Here's Paul's woe is me list:
"I've worked much harder, been jailed more often, beaten up more times than I can count, and at death's door time after time. I've been flogged five times with the Jews' thirty-nine lashes, beaten by Roman rods three times, pummeled with rocks once. I've been shipwrecked three times, and immersed in the open sea for a night and a day. In hard traveling year in and year out, I've had to ford rivers, fend off robbers, struggle with friends, struggle with foes. I've been at risk in the city, at risk in the country, endangered by desert sun and sea storm, and betrayed by those I thought were my brothers. I've known drudgery and hard labor, many a long and lonely night without sleep, many a missed meal, blasted by the cold, naked to the weather."
That's a resume of suffering I can't match, nor would want to.

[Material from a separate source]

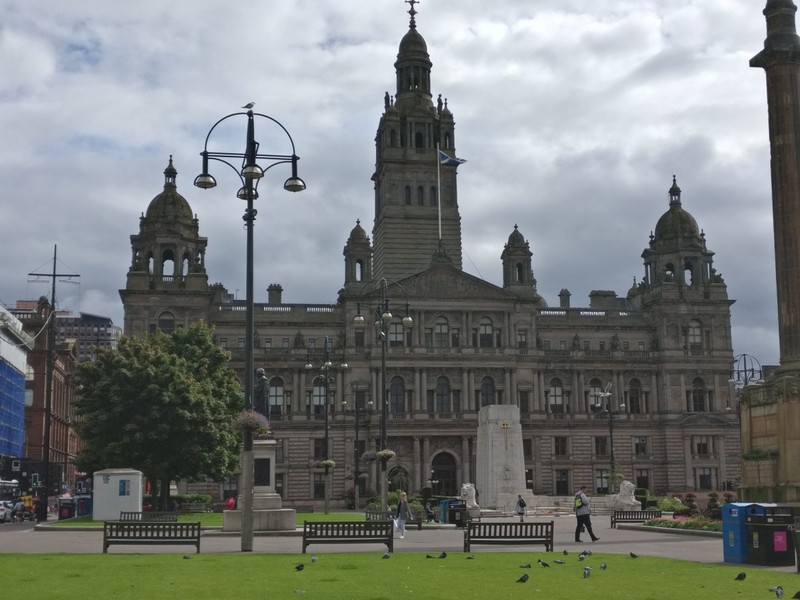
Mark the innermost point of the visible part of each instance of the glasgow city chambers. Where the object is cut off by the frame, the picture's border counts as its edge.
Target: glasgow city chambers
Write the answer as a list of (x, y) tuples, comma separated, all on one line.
[(633, 386)]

Jeremiah was at it, however, earlier than Paul. He wrote in Lamentations: "I'm the man who has seen trouble,
trouble coming from the lash of God's anger.
He took me by the hand and walked me
into pitch-black darkness.
Yes, he's given me the back of his hand
over and over and over again.
He turned me into a scarecrow
of skin and bones, then broke the bones.
He hemmed me in, ganged up on me,
poured on the trouble and hard times.
He locked me up in deep darkness,
like a corpse nailed inside a coffin."
He shot me in the stomach
with arrows from his quiver.
Everyone took me for a joke,
made me the butt of their mocking ballads.
He forced rotten, stinking food down my throat,
bloated me with vile drinks.
He ground my face into the gravel.
He pounded me into the mud.
I gave up on life altogether.
I've forgotten what the good life is like.
I said to myself, "This is it. I'm finished.
God is a lost cause."
Wow. Makes my pitty-party seem so little it should be ignored.
For a contemporary outlook, though, I turn to Indonesia. First, a volcano erupts, then a tsunami pours in, then an earthquake is triggered. All in a little area of islands near Cambodia. People are dying, and people are suffering and the questions pour in.
So, the question today is how do we handle suffering when it falls on us so vividly and makes the next day so difficult to wish for? The answer is not that all our circumstances will be changed so that we have wonderful days and glorious nights from the minute we believe in Christ as our savior. That simply is a lie. The answer is we pray for peace and accept that as the answer.
The Bible tells us this: Jesus said to his disciples on the last night he would spent with them, "Do not be worried and upset. Believe in God and believe also in me. There are many rooms in my Father's house and I am going to prepare a place for you. I would not tell you this if it were not so."
The circumstances do not change necessarily. We do.
Earthquakes (financial problems), tsunamis (marriage breakups, death of loved ones), and volcanos (separation of child and parent, decisions and choices made that are life-changing) happen. Jesus doesn't change that. But I believe the choice of trusting in God means we can make it through those elements in a peaceful manner that no one outside of the Lord can possibly understand. God calls it a peace that surpasses understanding. Watching a Christian go through earthly hell with a smile causes much surprise by those who do not know Jesus.
Peace, be still. Be still and know. These are the commandments that cement our joy, even when happiness can't be found. We are a surprising bunch, we Christians.